In [None]:
import os
import pathlib

base_directory = os.getcwd() # store your base directory for easy reference
assignment_two_data = base_directory + '/Homework_Two_Data/'

In [None]:
# Load core libraries and utilities
import numpy as np
import matplotlib.pyplot as plt
from math_596_image_analysis_helper_functions import *
from sklearn.cluster import KMeans

# Jupyter notebook "magic"
%matplotlib inline

In [None]:
cropped_directory = assignment_two_data + '/CroppedYale/'
cropped_image_list = file_builder(cropped_directory)

# For Windows users, you might need this instead:
# win_cropped_directory = pathlib.PureWindowsPath(cropped_directory)
# cropped_image_list = file_builder(win_cropped_directory)

In [None]:
def mode_and_kmeans_label_maker(images_mat):
    zero_avg, _ = zero_mean(images_mat)
    u_modes, s_vals = mode_builder(zero_avg)
    u_modes_red = mode_selector(u_modes, s_vals, 1.)

    projected_images = u_modes_red.T @ zero_avg
    
    cluster_data = np.array([projected_images[0, :], projected_images[1, :]])
    print(cluster_data.shape)
    
    kmeans = KMeans(n_clusters=2, random_state=0, n_init="auto").fit(cluster_data.T)
    labels = kmeans.labels_
    centers = kmeans.cluster_centers_
    
    return labels, centers, cluster_data  

In [None]:
# Same stuff from lecture notes:

num_crp_images = len(cropped_image_list)
crp_row, crp_col = np.shape(cropped_image_list[0])
crp_image_mat = np.zeros((crp_row*crp_col, num_crp_images), dtype=np.float64)
for cnt, image in enumerate(cropped_image_list):
    crp_image_mat[:, cnt] = image.flatten()
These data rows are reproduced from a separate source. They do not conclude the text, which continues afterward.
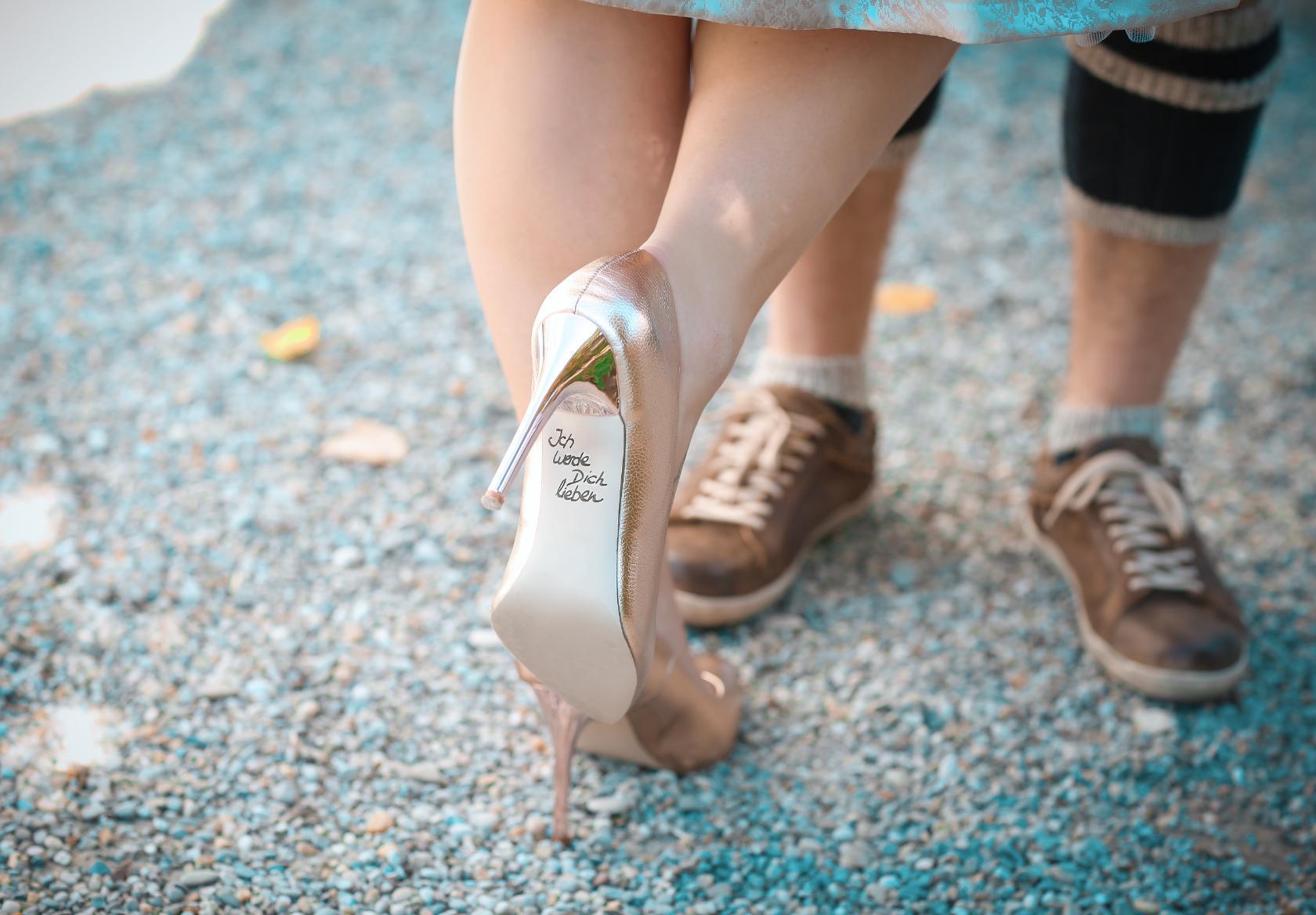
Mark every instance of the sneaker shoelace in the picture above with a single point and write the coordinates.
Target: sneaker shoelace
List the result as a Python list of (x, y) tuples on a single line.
[(764, 448), (1144, 515)]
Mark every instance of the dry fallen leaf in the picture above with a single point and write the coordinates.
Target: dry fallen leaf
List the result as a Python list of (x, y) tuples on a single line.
[(905, 298), (292, 340), (366, 441)]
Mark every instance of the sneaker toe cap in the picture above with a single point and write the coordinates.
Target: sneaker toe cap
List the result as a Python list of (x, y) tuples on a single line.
[(1182, 635), (712, 561)]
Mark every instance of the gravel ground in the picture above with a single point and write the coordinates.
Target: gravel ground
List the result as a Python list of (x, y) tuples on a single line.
[(244, 675)]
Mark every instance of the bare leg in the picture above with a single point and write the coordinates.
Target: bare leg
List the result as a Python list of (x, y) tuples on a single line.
[(824, 305), (782, 127), (1132, 305), (567, 121), (566, 125)]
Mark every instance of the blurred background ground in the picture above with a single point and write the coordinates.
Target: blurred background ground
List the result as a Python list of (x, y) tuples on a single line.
[(240, 673)]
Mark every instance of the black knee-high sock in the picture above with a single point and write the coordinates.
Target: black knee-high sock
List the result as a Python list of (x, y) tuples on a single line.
[(1157, 135)]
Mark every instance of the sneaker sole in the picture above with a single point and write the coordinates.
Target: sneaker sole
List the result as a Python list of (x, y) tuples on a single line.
[(703, 611), (1155, 682)]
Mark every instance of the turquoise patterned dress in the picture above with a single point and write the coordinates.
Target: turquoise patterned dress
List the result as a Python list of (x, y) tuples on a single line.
[(966, 21)]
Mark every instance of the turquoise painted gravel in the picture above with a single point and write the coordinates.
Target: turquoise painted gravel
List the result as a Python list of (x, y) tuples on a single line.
[(265, 652)]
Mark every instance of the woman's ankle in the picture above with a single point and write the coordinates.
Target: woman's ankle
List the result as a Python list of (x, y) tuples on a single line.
[(710, 338)]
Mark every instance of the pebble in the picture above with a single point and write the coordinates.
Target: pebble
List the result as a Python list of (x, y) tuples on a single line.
[(1152, 721), (378, 822), (280, 648), (193, 880)]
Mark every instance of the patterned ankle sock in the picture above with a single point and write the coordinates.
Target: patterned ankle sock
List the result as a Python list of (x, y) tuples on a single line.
[(1070, 429), (839, 379)]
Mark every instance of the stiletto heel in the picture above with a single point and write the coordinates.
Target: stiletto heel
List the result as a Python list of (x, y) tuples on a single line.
[(600, 456), (685, 719), (565, 725)]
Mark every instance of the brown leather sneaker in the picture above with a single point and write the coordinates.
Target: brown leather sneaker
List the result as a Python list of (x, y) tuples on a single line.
[(785, 470), (1152, 609)]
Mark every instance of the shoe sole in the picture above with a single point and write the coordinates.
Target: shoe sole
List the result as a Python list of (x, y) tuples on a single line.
[(561, 613), (707, 613), (1155, 682)]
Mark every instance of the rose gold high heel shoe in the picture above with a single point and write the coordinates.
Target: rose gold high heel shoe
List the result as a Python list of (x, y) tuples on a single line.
[(599, 445), (679, 722)]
print(f"Total number of images is: {num_crp_images}")
print(f"Pixel counts are {crp_row} by {crp_col}")

**Problem 1**: Using the cropped image list from Homework 2, following our study of using k-means clusters on the scatter plot of `projected_images[0, :]` and `projected_images[1, :]` as shown in `Applications_of_the_SVD_and_Cluster_Analysis.ipynb`, we want to study how sensisitve the labels we used are.  To do this:

* Remove 10% of the total images and then label the remaining 90% of the images.  Compare your labels that you generated for the full data set to your new ones (relative of course to the common 90% of images you are working with) and compute the average difference as a percentage of the total number of images in your 90% set.  

* Repeat this process 9 more times by removing a different 10% of the data each time.  This should generate 9 more average differences.  

* Plot your results and comment upon them.  How robust are the labels?  How effective would you say that our labeling scheme is?  

In [None]:
# To build your 90%/10% splits in the data, we shuffle our images first 
# and then build our modes and find our labels for the full data set 
# relative to a fixed shuffle of the image indices.  

rng = np.random.default_rng()
image_indices = np.arange(num_crp_images)
rng.shuffle(image_indices)
shuffled_images = crp_image_mat[:, image_indices]

labels, centers, cluster_data = mode_and_kmeans_label_maker(shuffled_images)

group_one = labels == 1
group_two = labels == 0
cluster_one = cluster_data[:, group_one]
cluster_two = cluster_data[:, group_two]

plt.scatter(cluster_one[0, :], cluster_one[1, :], s=2., c='r')
plt.scatter(cluster_two[0, :], cluster_two[1, :], s=2., c='k')
plt.scatter(centers[:, 0], centers[:, 1], s=40., c='g', marker='x')

In [None]:
# Now start doing your 90/10 splits.  Note, you don't need to do anymore index shuffling, 
# and if you do, the problem gets categorically more difficult.  

**Problem 2**: Repeat the above analysis using two kmeans labels and the modes `projected_images[0, :]`, `projected_images[1, :]`, and `projected_images[3, :]`.  How do your results change?  

**Problem 3**: Repeat the above analysis using three kmeans labels and the modes `projected_images[0, :]`, `projected_images[1, :]`, and `projected_images[3, :]`.  How do your results change?  Which would you say is the best labeling scheme?